Page MenuHomePhabricator

Possible uptick in "DBTransactionSizeError: Transaction spent [n] second(s) in writes, exceeding the limit of 3"
Closed, DuplicatePublicPRODUCTION ERROR

Description

Error
normalized_message
[{reqId}] {exception_url}   Wikimedia\Rdbms\DBTransactionSizeError: Transaction spent 5.9580748081207 second(s) in writes, exceeding the limit of 3
exception.trace
from /srv/mediawiki/php-1.37.0-wmf.4/includes/libs/rdbms/loadbalancer/LoadBalancer.php(1750)
#0 /srv/mediawiki/php-1.37.0-wmf.4/includes/libs/rdbms/loadbalancer/LoadBalancer.php(2253): Wikimedia\Rdbms\LoadBalancer::Wikimedia\Rdbms\{closure}(Wikimedia\Rdbms\DatabaseMysqli)
#1 /srv/mediawiki/php-1.37.0-wmf.4/includes/libs/rdbms/loadbalancer/LoadBalancer.php(1764): Wikimedia\Rdbms\LoadBalancer->forEachOpenMasterConnection(Closure)
#2 /srv/mediawiki/php-1.37.0-wmf.4/includes/libs/rdbms/lbfactory/LBFactory.php(249): Wikimedia\Rdbms\LoadBalancer->approveMasterChanges(array, string, integer)
#3 /srv/mediawiki/php-1.37.0-wmf.4/includes/libs/rdbms/lbfactory/LBFactoryMulti.php(236): Wikimedia\Rdbms\LBFactory::Wikimedia\Rdbms\{closure}(Wikimedia\Rdbms\LoadBalancer, string, array)
#4 /srv/mediawiki/php-1.37.0-wmf.4/includes/libs/rdbms/lbfactory/LBFactory.php(251): Wikimedia\Rdbms\LBFactoryMulti->forEachLB(Closure, array)
#5 /srv/mediawiki/php-1.37.0-wmf.4/includes/libs/rdbms/lbfactory/LBFactory.php(310): Wikimedia\Rdbms\LBFactory->forEachLBCallMethod(string, array)
#6 /srv/mediawiki/php-1.37.0-wmf.4/includes/MediaWiki.php(675): Wikimedia\Rdbms\LBFactory->commitMasterChanges(string, array)
#7 /srv/mediawiki/php-1.37.0-wmf.4/includes/api/ApiMain.php(664): MediaWiki::preOutputCommit(DerivativeContext)
#8 /srv/mediawiki/php-1.37.0-wmf.4/includes/api/ApiMain.php(609): ApiMain->executeActionWithErrorHandling()
#9 /srv/mediawiki/php-1.37.0-wmf.4/api.php(90): ApiMain->execute()
#10 /srv/mediawiki/php-1.37.0-wmf.4/api.php(45): wfApiMain()
#11 /srv/mediawiki/w/api.php(3): require(string)
#12 {main}
Notes

Seemed like I was seeing an unusual number of these while doing log triage for 1.37.0-wmf.4. Looking at logstash, there's an apparent uptick starting in late April 2021:

Screenshot-2021-05-06-12:06:30.png (251×674 px, 20 KB)

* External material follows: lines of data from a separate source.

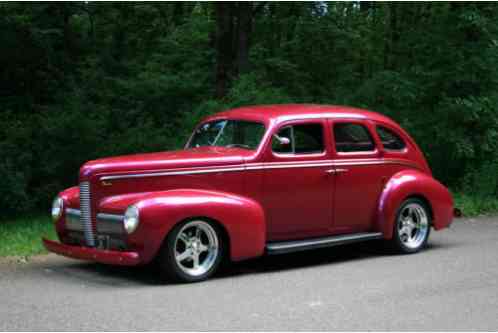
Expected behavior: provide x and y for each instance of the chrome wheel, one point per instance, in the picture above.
(196, 248)
(413, 225)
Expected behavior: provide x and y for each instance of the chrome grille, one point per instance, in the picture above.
(73, 220)
(86, 213)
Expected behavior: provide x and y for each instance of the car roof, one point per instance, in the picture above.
(284, 112)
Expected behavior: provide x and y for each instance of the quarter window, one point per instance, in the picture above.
(352, 137)
(303, 139)
(390, 140)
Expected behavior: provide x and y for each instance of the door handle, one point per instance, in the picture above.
(334, 171)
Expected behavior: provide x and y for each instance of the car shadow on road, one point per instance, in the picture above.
(105, 275)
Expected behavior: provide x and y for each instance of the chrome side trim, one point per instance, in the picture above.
(110, 217)
(173, 173)
(265, 166)
(73, 212)
(309, 244)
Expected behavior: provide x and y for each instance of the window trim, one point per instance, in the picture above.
(398, 151)
(208, 120)
(367, 125)
(318, 121)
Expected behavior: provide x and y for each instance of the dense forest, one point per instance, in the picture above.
(83, 80)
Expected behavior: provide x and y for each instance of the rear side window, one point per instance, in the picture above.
(390, 140)
(303, 139)
(352, 137)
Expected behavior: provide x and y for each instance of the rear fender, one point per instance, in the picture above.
(242, 218)
(413, 183)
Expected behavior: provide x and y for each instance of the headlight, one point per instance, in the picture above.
(57, 207)
(131, 219)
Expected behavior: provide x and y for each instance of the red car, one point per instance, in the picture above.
(253, 181)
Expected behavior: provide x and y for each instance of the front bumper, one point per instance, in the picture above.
(93, 254)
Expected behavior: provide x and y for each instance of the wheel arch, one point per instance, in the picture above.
(240, 219)
(225, 236)
(426, 202)
(413, 184)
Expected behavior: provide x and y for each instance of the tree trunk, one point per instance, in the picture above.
(223, 46)
(244, 27)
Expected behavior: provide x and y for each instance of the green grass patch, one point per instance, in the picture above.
(476, 205)
(22, 236)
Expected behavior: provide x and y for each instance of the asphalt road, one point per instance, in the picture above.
(452, 285)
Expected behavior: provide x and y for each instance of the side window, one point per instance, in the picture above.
(390, 140)
(352, 137)
(303, 139)
(278, 147)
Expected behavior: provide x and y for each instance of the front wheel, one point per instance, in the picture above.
(192, 252)
(412, 226)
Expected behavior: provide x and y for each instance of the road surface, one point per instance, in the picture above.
(452, 285)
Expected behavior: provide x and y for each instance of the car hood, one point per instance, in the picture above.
(190, 158)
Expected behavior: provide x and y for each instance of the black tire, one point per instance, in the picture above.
(400, 242)
(172, 271)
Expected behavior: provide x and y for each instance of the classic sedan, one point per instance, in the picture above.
(253, 181)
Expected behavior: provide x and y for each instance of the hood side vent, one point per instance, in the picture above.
(86, 213)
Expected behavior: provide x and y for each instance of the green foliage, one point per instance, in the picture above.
(86, 80)
(21, 237)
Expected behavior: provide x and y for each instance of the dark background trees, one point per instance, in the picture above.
(85, 80)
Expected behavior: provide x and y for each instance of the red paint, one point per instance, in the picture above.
(252, 196)
(86, 253)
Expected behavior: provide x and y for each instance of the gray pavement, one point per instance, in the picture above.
(452, 285)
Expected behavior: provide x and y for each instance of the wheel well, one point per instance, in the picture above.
(425, 201)
(224, 233)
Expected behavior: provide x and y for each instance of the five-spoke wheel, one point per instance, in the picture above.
(412, 226)
(193, 251)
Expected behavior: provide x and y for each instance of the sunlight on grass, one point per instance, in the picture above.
(22, 236)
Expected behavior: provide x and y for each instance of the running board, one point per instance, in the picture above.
(316, 243)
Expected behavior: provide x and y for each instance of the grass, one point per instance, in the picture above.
(476, 205)
(22, 236)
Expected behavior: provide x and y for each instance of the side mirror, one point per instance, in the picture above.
(282, 140)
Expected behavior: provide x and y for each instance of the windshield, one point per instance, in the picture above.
(228, 133)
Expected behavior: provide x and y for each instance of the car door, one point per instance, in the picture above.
(359, 175)
(297, 187)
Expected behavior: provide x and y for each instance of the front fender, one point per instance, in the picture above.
(410, 183)
(241, 217)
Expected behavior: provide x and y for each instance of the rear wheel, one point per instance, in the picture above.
(192, 252)
(412, 226)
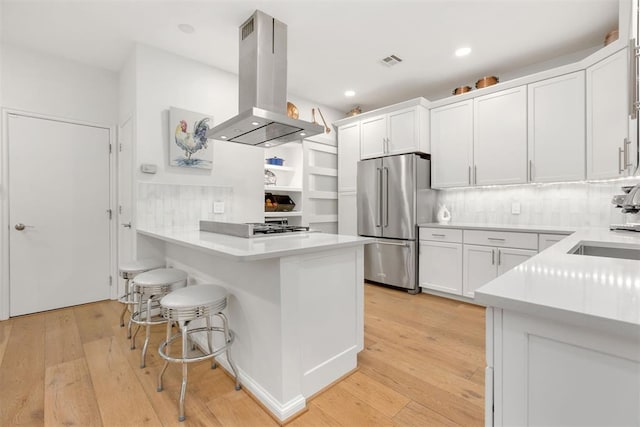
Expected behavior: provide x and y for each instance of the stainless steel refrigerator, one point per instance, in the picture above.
(393, 196)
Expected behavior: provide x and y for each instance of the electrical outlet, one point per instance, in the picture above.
(218, 207)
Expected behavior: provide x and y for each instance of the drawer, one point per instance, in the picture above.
(441, 234)
(501, 239)
(546, 240)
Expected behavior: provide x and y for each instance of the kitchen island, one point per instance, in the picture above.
(563, 334)
(295, 305)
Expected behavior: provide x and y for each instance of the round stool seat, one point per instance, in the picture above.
(194, 302)
(128, 270)
(181, 307)
(148, 288)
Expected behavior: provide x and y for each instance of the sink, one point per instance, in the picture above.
(607, 250)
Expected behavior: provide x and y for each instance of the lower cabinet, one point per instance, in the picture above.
(440, 266)
(458, 261)
(484, 263)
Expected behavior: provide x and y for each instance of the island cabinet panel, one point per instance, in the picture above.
(452, 145)
(500, 137)
(553, 372)
(557, 129)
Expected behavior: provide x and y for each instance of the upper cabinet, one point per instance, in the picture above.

No idea if these are just a product of database weather or a result of some code change, but it seemed worth surfacing. Most are on commons, some on enwiki.

Details

Request URL
https://commons.wikimedia.org/w/api.php?format=*&maxlag=*&action=upload

Event Timeline

Marostegui subscribed.

We (DBAs) cannot do anything about it, the transaction took longer than expected (it could be a punctual issue, it could be code issue) and then it was rolled back.
I don't see anything wrong with the database layer at this point. https://logstash.wikimedia.org/goto/343f8796c3282c67d115f82352443e16
Removing the DBA tag for now, but I will stay subscribed to the task in case I am needed

There are also other issues on action=upload with big files, see T278389 or T280926, possible all related

BPirkle triaged this task as Medium priority.May 11 2021, 7:13 PM
BPirkle subscribed.

Moving to Clinic Duty for investigation. I triaged as Medium priority. Feel free to bump it to High if you think that is warranted.